The coastal areas are traditionally Swedish speaking. The capital region has drawn much people from elsewhere, so the Swedish speaking are nowadays mostly a minority (3–9 % in Helsinki, Espoo and Vantaa, about half in most other coastal municipalities). The inland is Finnish speaking.
If you are arriving in Finland by air or sea you will likely arrive in Helsinki, where the largest airport and several major harbors are located. All passenger airports in Finland except Lappeenranta have a flight to Helsinki (for many of them it is the only destination) and most longer train lines end in Helsinki. Direct buses connect Helsinki with all larger cities in Finland, and to get there from the smaller ones you would usually have to transfer just once.
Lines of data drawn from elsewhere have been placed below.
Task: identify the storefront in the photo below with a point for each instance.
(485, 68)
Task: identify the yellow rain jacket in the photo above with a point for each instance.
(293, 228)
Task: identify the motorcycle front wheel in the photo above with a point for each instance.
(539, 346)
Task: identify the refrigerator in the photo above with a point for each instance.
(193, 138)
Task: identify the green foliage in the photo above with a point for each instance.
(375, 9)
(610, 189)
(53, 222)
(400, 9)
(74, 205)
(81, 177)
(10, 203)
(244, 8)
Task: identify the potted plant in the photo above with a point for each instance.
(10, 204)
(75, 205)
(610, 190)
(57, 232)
For other destinations in Uusimaa trains and buses usually stop on their way to Helsinki in cities along the route; it is for instance possible to get off in Porvoo if you're coming from east or in Järvenpää if you're coming from north – otherwise you would most likely need to transfer in Helsinki.
Again, Helsinki is the hub of the region and there are generally no form of public transportation bypassing the city. There are at least a couple of buses a day to every city and municipality in the region from Helsinki. Local trains take you north to places like Kerava, Järvenpää, Mäntsälä and Hyvinkää and west to Kirkkonummi, Siuntio and Raseborg.
- Raseborg medieval castle ruins
- Suomenlinna fortress outside Helsinki
- The old town of Porvoo
- Finnish Aviation Museum in Vantaa
- Finnish railway museum in Hyvinkää
- WW2 sites along the coast between Helsinki and Hanko
- Enjoy Blues music at Europe's largest blues festival Puistoblues in Järvenpää
- Take a brief tour out in the Finnish nature at Nuuksio National Park in Espoo or at the Uutela trail in Eastern Helsinki
- Have fun at Linnanmäki amusement park in Helsinki
- Go down into the limestone cave of Torhola in Lohja
- Go skiing at Vihti ski center
- Go on a guided fishing trip
- Take a tour in the archipelago, e.g. with s/s Runeberg from Helsinki to Porvoo or with some other boat to a recreational area in an island
- Charter a sailing boat (or rent kayaks) and cruise the archipelago
- Watch birds at Tulludden in Hankoo, the southernmost tip of mainland Finland.
Uusimaa coast is relatively densely populated and large areas along the shore are privately owned, so sometimes visitors can struggle to find a place for recreational use.
In Uusimaa region the Association of recreation areas (sv: Föreningen Nylands friluftsområden, fi:Uudenmaan virkistysalueyhdistys) buys and leases scenic areas that are suitable for outdoor and recreational use. These areas are often located at the coast (as well as islands) and are free to use for camping, BBQing, canoeing, mushroom and berry picking, swimming and other activities under everyman's right (fi:jokamiehenoikeus).
The list of the areas can be found at the Association's web page (in Finnish and Swedish only).